Wednesday, 28 July 2021

Shoppers enjoy Christmas celebration

MORE than 1,000 people attended Goring’s annual late-night shopping festival on Friday last week.

MORE than 1,000 people attended Goring’s annual late-night shopping festival on Friday last week.

Retailers in High Street stayed open until 8pm and gave away festive treats while community groups ran information stalls and a Christmas tree in Rectory Gardens was lit up.

The ceremony was conducted at 6pm by singer Chris Russell, of rock band The Lightyears, who grew up in Goring and played his first gig at the village hall.

Scores of people gathered as he performed Santa Claus Is Coming To Town and Kirsty MacColl and The Pogues’ Fairytale of New York on acoustic guitar.

He also signed copies of his debut novel Mockstars, which was inspired by his own career as a professional touring musician.

The crowd then sang carols accompanied by singers from several Goring choirs, who were conducted by villager Janet Pound. A collection was taken for the Sue Ryder hospice in Nettlebed.
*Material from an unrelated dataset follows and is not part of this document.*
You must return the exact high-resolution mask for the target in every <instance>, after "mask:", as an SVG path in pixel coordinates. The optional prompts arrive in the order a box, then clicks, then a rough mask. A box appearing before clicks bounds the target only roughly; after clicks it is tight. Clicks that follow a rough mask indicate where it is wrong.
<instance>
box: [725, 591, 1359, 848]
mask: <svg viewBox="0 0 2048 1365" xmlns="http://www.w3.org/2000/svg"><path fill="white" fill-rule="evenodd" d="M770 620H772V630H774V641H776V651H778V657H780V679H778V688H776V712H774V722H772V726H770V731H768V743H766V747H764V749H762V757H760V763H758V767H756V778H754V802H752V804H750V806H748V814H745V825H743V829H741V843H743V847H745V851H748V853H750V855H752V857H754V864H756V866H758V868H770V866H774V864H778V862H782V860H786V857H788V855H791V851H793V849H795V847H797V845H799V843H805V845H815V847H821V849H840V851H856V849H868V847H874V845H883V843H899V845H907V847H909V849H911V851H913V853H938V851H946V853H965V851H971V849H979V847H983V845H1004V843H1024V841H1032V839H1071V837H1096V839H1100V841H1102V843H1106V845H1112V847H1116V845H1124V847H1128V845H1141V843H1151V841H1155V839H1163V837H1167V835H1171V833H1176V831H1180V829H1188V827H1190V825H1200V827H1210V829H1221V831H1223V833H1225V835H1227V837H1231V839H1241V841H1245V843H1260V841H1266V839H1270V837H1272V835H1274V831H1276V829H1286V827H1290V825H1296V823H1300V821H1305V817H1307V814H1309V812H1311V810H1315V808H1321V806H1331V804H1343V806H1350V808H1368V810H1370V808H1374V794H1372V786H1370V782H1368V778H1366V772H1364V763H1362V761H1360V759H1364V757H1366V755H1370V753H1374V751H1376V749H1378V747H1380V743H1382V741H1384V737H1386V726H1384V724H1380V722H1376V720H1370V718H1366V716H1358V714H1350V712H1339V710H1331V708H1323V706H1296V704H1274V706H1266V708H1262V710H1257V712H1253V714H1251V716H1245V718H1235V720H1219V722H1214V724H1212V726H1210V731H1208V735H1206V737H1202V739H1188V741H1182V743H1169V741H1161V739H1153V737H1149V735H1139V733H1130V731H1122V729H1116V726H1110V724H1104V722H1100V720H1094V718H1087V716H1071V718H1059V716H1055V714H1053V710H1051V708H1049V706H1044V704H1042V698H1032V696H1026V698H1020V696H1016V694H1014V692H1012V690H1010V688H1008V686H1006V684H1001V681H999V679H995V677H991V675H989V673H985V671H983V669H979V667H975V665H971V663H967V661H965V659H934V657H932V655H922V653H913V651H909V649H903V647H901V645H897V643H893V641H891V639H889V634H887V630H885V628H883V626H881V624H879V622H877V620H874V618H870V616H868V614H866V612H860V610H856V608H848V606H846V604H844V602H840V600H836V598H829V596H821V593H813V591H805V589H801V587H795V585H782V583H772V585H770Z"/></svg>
Goring Village Butchers in The Arcade ran a barbecue and the neighbouring Chef King Chinese restaurant ran a buffet.

A festive fancy dress competition for dogs and cats was held at Goring Vets and visitors could take a guided tour. Youngsters were shown how to measure an animal’s breathing using an oximeter which was attached to a cuddly toy dog.

Children were also given a bingo card and encouraged to visit each shop to collect a stamp. Those who completed their card were given sweets.

Firefighters from the village fire station had their engine on display and a family games night was held at Goring Free Church and Goring scouts sang carols at The Arcade.

Father Christmas was walking around greeting children and collected about £100 for charity.

Nigel Levy, who runs the butcher’s with his wife Christine, said: “It was quite a fruitful evening. The barbecue was popular and we took a few Christmas orders too.

“This is only our second year but it was definitely busier than last time. I think the milder weather encouraged a few more people to come out.”

The Goring Grocer, a delicatessen which opened at the former Art@Goring premises last month, offered cheese tastings.

Co-owner Stuart Pierrepont said: “We were busy all evening, which was great for us as a new business.”

Billy McNamee, of office supplier Swift Ink, said: “We had loads of people coming in right up until closing time. It helped that we were near the barbecue, which had a massive queue.”

Mary Galer, who runs the Miller of Mansfield with her husband Nick, said: “We were absolutely rammed. There was a lovely atmosphere, especially once the tree had gone up."

The late-night shopping was organised by Jeanne Hunter, who owns the Inspiration gift shop in The Arcade.

She said: “We try to give the night a real community focus so it’s more about bringing people together than shops making money.

“Goring has a lot of independent businesses and it’s a chance for them to greet customers and thank them for their support over the year.

“We don’t advertise it very widely but everyone knows about it and wants to come. It has become a tradition that everyone appreciates.

“The retailers said they were very happy with the turnout. It’s good marketing for them and a lovely way to kick off Christmas.

“It was a really busy evening but the people who came were mostly Goring residents so it was quite an intimate gathering.

“I’ve been running it for a few years and it’s always pretty easy because everyone is keen to take part.”

The Goring Gap Business Network organised the tree lighting and the tree was sponsored by Nelson Rogers, who owns Rogers Fencing in Crays Pond.

Dawn Roberts, who co-chairs the business network, said: “The Christmas switch-on proved a marvellous way to start the season. Everyone really enjoyed Chris Russell’s performance and the carol singing.

“We are indebted to a number of other people for their assistance, not least all the local men who were dragged off the street or from local shops and pubs to help lift the tree into its plinth. It was a real feat of muscularity!”